The image, which is actually an X-ray of a 69-year-old woman's hands, was published Wednesday in a case report in the New England Journal of Medicine. The woman, who had been diagnosed with rheumatoid arthritis (RA) 18 years earlier, presented to a rheutmatology clinic for the treatment of severe joint deformities, per the case report. Her elbows, wrists, knees, and left ankle were all swollen, and she'd lost her ability to make a fist with her hands due to her condition.
The woman also presented with a phenomenon called "telescoping fingers," which is a consequence of "bone resorption," or the breakdown of bone in the body on a cellular level. This ultimately causes bones in the hand to become shorter and instable, which can also lead to the collapse of the soft tissue of the fingers. The case report says this patient did, in fact, present with shortened fingers.

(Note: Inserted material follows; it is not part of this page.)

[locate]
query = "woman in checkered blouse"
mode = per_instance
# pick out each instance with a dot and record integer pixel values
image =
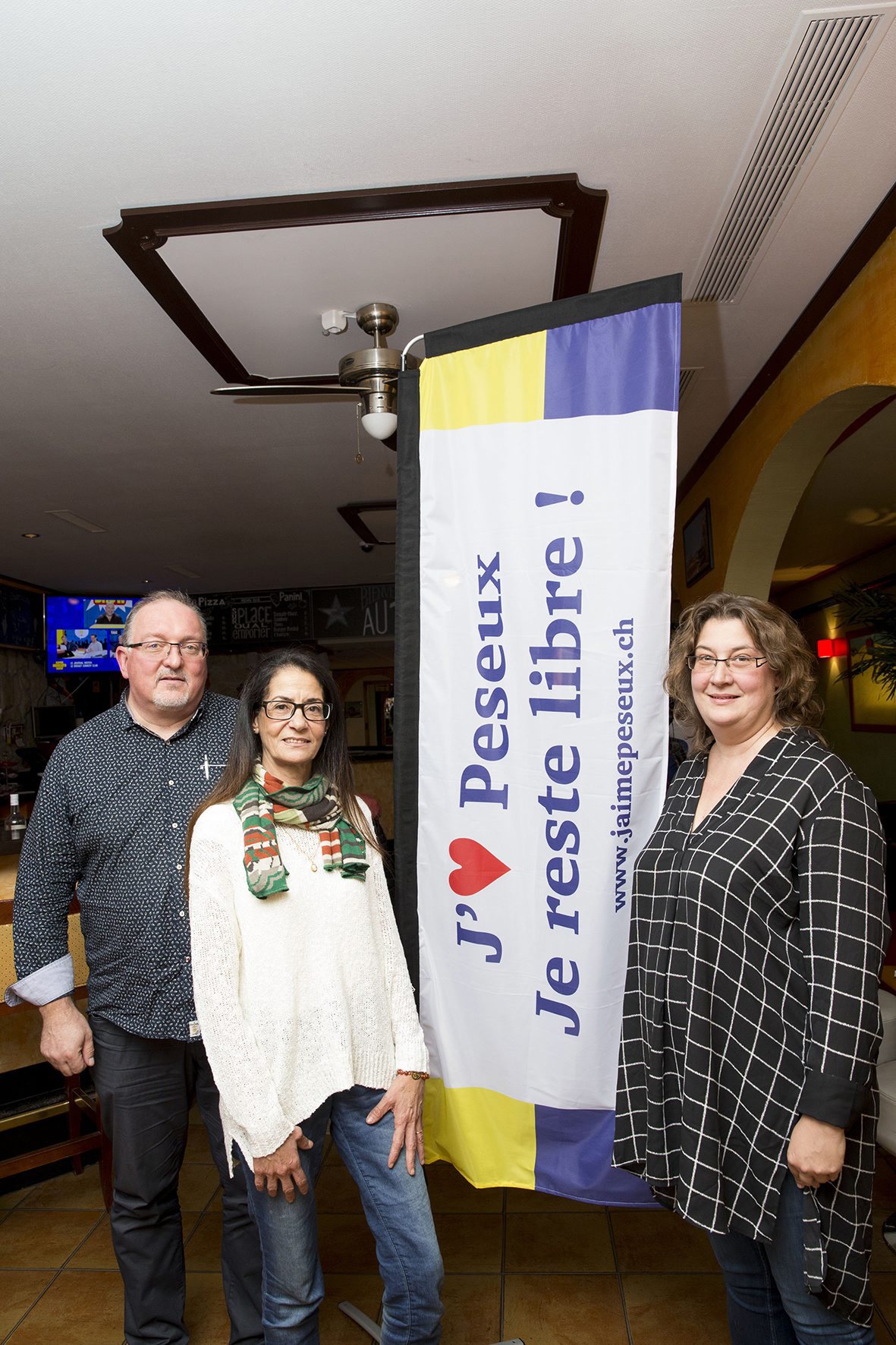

While doctors were able to reduce the amount of pain the patient’s RA caused her (by way of a combination of four different medications), the patient did not regain hand functionality.
What is rheutmatoid arthritis?
About 1.5 million people in the United States have RA, according to the Arthritis Foundation. The autoimmune condition causes swelling, stiffness, pain, and loss of joint function, according to the U.S. National Library of Medicine (USNLM). More women than men live with rheumatoid arthritis, and it commonly strikes during middle age. Some people who have rheumatoid arthritis experience symptoms for only a short time, but severe cases can last for the duration of one’s life.
Because RA is an autoimmune condition—which means its the result of the body's immune system attacking its own tissues—it doesn’t strictly affect the joints; it can affect the eyes, lungs, and mouth too.
According to the USNLM, it's still unknown what causes RA, but experts believe number of factors might contribute, including environment, hormones, and genes. Rheumatoid arthritis is treated via surgery, medicine, and lifestyle changes; these can reduce swelling and pain and halt joint damage, but there's currently no known cure for the condition.